Sunday, May 13, 2012

More Church du Jour

Reuben: Ho, ho... "It's never been tried." It's been tried. A few guys even came close. You know the three most successful robberies in the history of Vegas?[flashback - the gaming room at the Horseshow, in black-and-white] Number three, the Bronze Medal - pencil-neck grabs a lockbox at the Horseshoe... [a man grabs a lockbox out of a guard's hand and runs for the door, and six guards instantly tackle him to the floor]...he got two steps closer to the door than any living soul before him. Second most successful robbery... [flashback - the gaming room at the Flamingo, in grainy color. A long-haired man is running for the door, clutching a bag]...The Flamingo in '71. This guy actually tasted fresh oxygen before they grabbed him. [the man gets within a few feet of the door, before a guard smashes him across the face with a nightstick] Of course, he was breathing out of a hose for the next three weeks. Goddamn hippy.
Dear Williamsburg Hipster Father of Two Little Boys in the Pew In Front of Me:

You can't sit there in the middle of Mass while your two young sons physically climb over you and into the aisle, tearing off for the front door, and then pretend to look baffled as your wife has to chase after them. "Huh? What?" You're right there! They LITERALLY had to climb over your lap to escape the pew! And then of course he does nothing to them when they're finally dragged back, lolling on the pew for the next thirty minutes like they're at Beach Week.

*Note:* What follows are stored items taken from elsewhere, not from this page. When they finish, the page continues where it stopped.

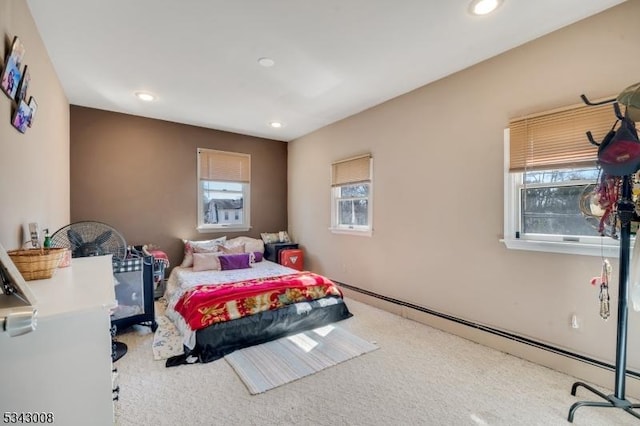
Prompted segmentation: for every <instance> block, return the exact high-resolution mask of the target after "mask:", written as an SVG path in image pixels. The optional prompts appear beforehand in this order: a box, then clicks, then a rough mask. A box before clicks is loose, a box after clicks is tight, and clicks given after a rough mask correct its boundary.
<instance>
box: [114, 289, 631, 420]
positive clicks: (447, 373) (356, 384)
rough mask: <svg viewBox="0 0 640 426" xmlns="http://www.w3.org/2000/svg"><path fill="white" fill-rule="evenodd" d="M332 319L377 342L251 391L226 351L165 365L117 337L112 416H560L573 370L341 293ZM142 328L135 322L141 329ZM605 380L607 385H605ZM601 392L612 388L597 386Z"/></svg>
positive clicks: (492, 419)
mask: <svg viewBox="0 0 640 426" xmlns="http://www.w3.org/2000/svg"><path fill="white" fill-rule="evenodd" d="M347 304H348V306H349V308H350V310H351V311H352V312H353V313H354V317H353V318H349V319H347V320H345V321H341V322H339V323H338V324H340V327H342V328H344V329H345V330H348V331H351V332H352V333H354V334H356V335H357V336H360V337H361V338H363V339H366V340H368V341H370V342H376V344H377V345H378V346H379V349H377V350H375V351H373V352H371V353H368V354H366V355H365V356H361V357H359V358H357V359H354V360H350V361H348V362H344V363H341V364H338V365H336V366H333V367H331V368H327V369H325V370H323V371H320V372H319V373H316V374H313V375H311V376H308V377H305V378H304V379H303V380H296V381H294V382H292V383H289V384H286V385H284V386H280V387H277V388H275V389H272V390H270V391H269V392H265V393H262V394H259V395H250V394H249V393H248V392H247V390H246V388H245V385H244V384H243V383H242V381H241V380H240V379H239V378H238V375H237V374H236V373H235V372H234V370H233V368H231V366H230V365H229V364H228V363H227V362H226V361H225V360H224V359H221V360H218V361H215V362H212V363H208V364H196V365H184V366H179V367H172V368H166V367H165V366H164V361H154V359H153V351H152V350H151V345H152V342H153V333H151V332H150V331H148V329H145V328H137V329H136V330H134V331H132V332H131V333H127V334H123V335H121V336H119V339H120V340H121V341H123V342H125V343H127V344H128V345H129V352H128V353H127V355H125V356H124V357H123V358H122V359H121V360H119V361H118V362H116V364H115V366H116V367H117V368H118V370H119V381H120V389H121V391H120V401H118V402H117V403H116V415H117V424H118V425H121V426H127V425H140V426H147V425H190V426H195V425H202V426H205V425H206V426H211V425H241V426H243V425H331V426H333V425H363V426H364V425H456V426H457V425H508V426H517V425H544V426H552V425H568V424H569V423H568V422H567V420H566V419H567V414H568V411H569V407H570V406H571V404H573V403H574V402H576V401H578V400H585V399H586V400H594V396H593V395H592V394H591V393H589V392H587V391H585V390H584V389H580V390H578V396H577V397H572V396H571V394H570V390H571V385H572V384H573V382H574V381H575V380H576V379H575V378H573V377H570V376H567V375H565V374H561V373H559V372H556V371H553V370H550V369H548V368H545V367H541V366H539V365H536V364H532V363H530V362H527V361H524V360H521V359H519V358H515V357H513V356H510V355H507V354H504V353H501V352H498V351H495V350H493V349H489V348H487V347H484V346H481V345H478V344H476V343H472V342H470V341H468V340H465V339H462V338H459V337H456V336H453V335H450V334H448V333H444V332H442V331H439V330H436V329H433V328H431V327H428V326H425V325H422V324H419V323H417V322H414V321H410V320H407V319H404V318H401V317H399V316H396V315H392V314H389V313H387V312H384V311H381V310H379V309H376V308H373V307H370V306H368V305H365V304H362V303H359V302H356V301H353V300H347ZM141 330H142V331H141ZM612 385H613V384H612ZM603 391H604V392H605V393H607V394H609V393H611V390H607V389H603ZM573 424H574V425H579V426H584V425H593V426H599V425H602V426H611V425H636V426H637V425H638V424H640V422H638V420H637V419H635V418H634V417H633V416H631V415H629V414H627V413H625V412H624V411H622V410H620V409H612V408H592V407H582V408H580V409H578V410H577V411H576V415H575V418H574V422H573Z"/></svg>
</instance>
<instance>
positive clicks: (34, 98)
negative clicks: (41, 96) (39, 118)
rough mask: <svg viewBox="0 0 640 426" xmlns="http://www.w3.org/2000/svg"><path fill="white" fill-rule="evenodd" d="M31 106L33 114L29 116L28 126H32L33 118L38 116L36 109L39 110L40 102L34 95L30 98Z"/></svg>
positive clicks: (29, 106)
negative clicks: (39, 101)
mask: <svg viewBox="0 0 640 426" xmlns="http://www.w3.org/2000/svg"><path fill="white" fill-rule="evenodd" d="M29 108H31V116H30V117H29V124H28V126H29V127H31V125H32V124H33V119H34V118H35V117H36V111H38V103H37V102H36V98H34V97H33V96H32V97H30V98H29Z"/></svg>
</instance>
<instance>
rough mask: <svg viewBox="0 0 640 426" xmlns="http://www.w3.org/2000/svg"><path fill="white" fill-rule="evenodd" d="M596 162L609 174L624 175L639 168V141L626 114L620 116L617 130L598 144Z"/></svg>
mask: <svg viewBox="0 0 640 426" xmlns="http://www.w3.org/2000/svg"><path fill="white" fill-rule="evenodd" d="M598 164H599V165H600V167H601V168H602V170H604V172H605V173H606V174H608V175H609V176H626V175H630V174H633V173H635V172H637V171H638V169H640V141H639V140H638V133H637V131H636V127H635V123H634V122H633V121H632V120H631V119H629V117H628V116H625V117H622V119H621V120H620V127H619V128H618V130H616V132H615V133H609V135H607V137H605V140H604V141H602V143H601V144H600V147H599V148H598Z"/></svg>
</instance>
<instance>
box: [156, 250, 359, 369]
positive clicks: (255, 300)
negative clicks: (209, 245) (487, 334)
mask: <svg viewBox="0 0 640 426" xmlns="http://www.w3.org/2000/svg"><path fill="white" fill-rule="evenodd" d="M214 253H215V255H214V254H209V255H207V256H208V259H210V260H213V262H214V264H215V263H216V262H217V264H218V267H217V268H216V267H215V266H214V267H213V268H212V269H204V270H203V269H202V266H200V265H199V264H198V260H197V259H198V258H200V257H202V258H204V257H205V256H199V255H198V254H195V255H194V258H195V262H194V264H193V265H192V266H183V265H185V263H184V262H183V265H181V266H178V267H175V268H174V269H173V270H172V271H171V273H170V275H169V278H168V280H167V285H166V290H165V294H164V297H165V300H166V302H167V307H166V310H165V315H166V316H167V317H168V318H169V319H170V320H171V321H172V322H173V323H174V324H175V326H176V328H177V329H178V330H179V331H180V333H181V335H182V338H183V346H184V354H183V355H179V356H175V357H172V358H169V359H168V360H167V362H166V365H167V366H168V367H170V366H174V365H182V364H188V363H198V362H199V363H206V362H211V361H214V360H216V359H219V358H221V357H223V356H225V355H227V354H229V353H231V352H233V351H235V350H237V349H240V348H244V347H248V346H252V345H256V344H260V343H264V342H267V341H270V340H275V339H278V338H280V337H284V336H287V335H291V334H295V333H299V332H302V331H305V330H310V329H314V328H317V327H321V326H323V325H326V324H330V323H333V322H337V321H340V320H343V319H346V318H349V317H351V316H352V314H351V313H350V312H349V309H348V308H347V305H346V304H345V303H344V300H343V297H342V291H341V290H340V289H339V288H338V286H337V285H336V284H335V283H333V282H332V281H331V280H329V279H328V278H326V277H324V276H322V275H319V274H315V273H313V272H310V271H298V270H295V269H292V268H288V267H285V266H282V265H280V264H277V263H274V262H271V261H268V260H266V259H262V256H261V253H260V252H259V250H258V251H249V252H243V254H240V253H226V254H225V253H221V252H220V251H217V248H216V251H214ZM247 258H248V260H247ZM229 259H231V260H229ZM229 262H231V263H233V262H236V263H237V265H232V267H228V266H227V267H225V266H224V265H222V266H220V263H223V264H224V263H229ZM238 265H240V266H238Z"/></svg>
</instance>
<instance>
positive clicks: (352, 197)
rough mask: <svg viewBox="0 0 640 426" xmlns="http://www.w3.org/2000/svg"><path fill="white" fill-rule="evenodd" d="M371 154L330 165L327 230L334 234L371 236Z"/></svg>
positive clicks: (371, 159)
mask: <svg viewBox="0 0 640 426" xmlns="http://www.w3.org/2000/svg"><path fill="white" fill-rule="evenodd" d="M372 163H373V160H372V158H371V155H365V156H359V157H356V158H350V159H347V160H342V161H338V162H335V163H333V164H332V165H331V182H332V185H331V230H332V231H333V232H336V233H353V234H357V235H371V232H372V230H373V226H372V205H371V195H372V179H371V176H372V167H373V164H372Z"/></svg>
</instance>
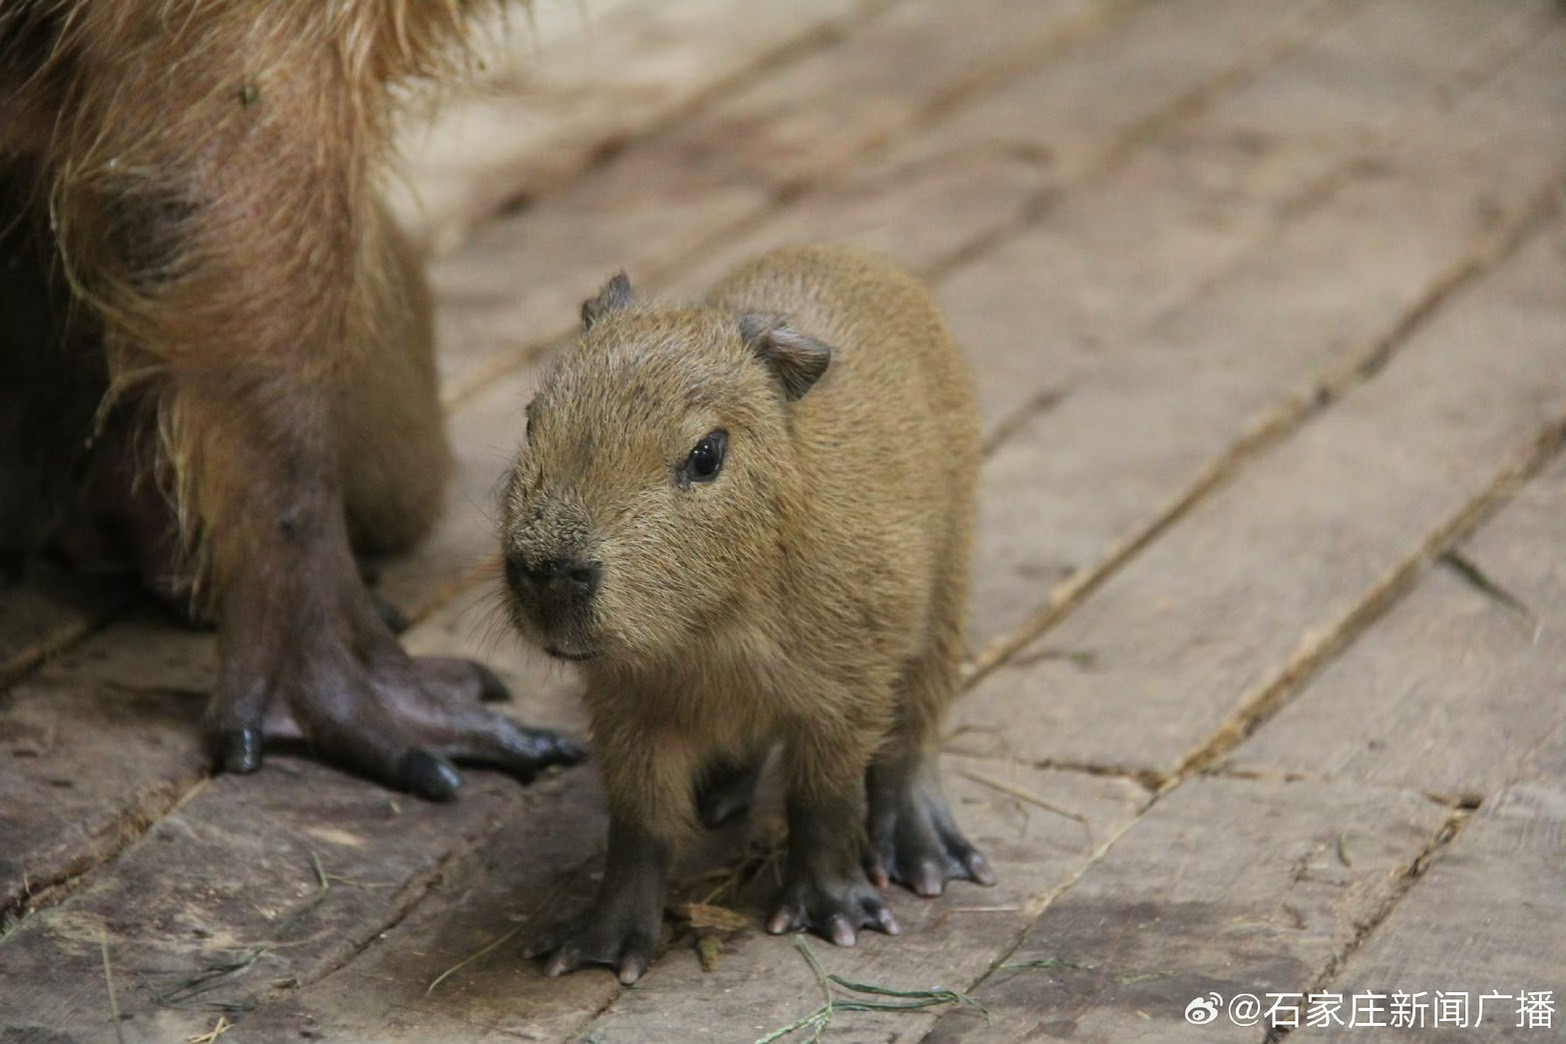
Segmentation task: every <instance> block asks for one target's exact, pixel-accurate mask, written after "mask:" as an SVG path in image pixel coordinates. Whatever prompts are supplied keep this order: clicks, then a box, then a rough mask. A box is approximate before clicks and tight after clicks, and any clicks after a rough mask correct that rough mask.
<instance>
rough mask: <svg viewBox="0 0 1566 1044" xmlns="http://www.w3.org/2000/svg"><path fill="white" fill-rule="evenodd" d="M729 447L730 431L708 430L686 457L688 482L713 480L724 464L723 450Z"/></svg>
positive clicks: (702, 481) (686, 476)
mask: <svg viewBox="0 0 1566 1044" xmlns="http://www.w3.org/2000/svg"><path fill="white" fill-rule="evenodd" d="M725 449H728V432H725V430H722V429H719V430H716V432H708V434H706V435H703V437H702V441H698V443H697V445H695V449H692V451H691V455H689V457H686V466H684V479H686V482H711V481H713V479H716V477H717V473H719V470H720V468H722V466H723V451H725Z"/></svg>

It's not really worth the time to consider what would have happened if Brothatime!! and I had attempted this jail break during our own youth, but if we may suspend belief long enough to imagine the laws of all known sciences ceasing to exist long enough for us to get past our dad, blocking the outer end of the pew like (insert whatever famous hockey goalie here, I am not Canadian so I do not know/give a fuck), I'm fairly certain that by the time we inhaled the intoxicating fresh air of freedom our dad would've somehow arranged for a car to come tearing down the street and plow over us to teach us a lesson.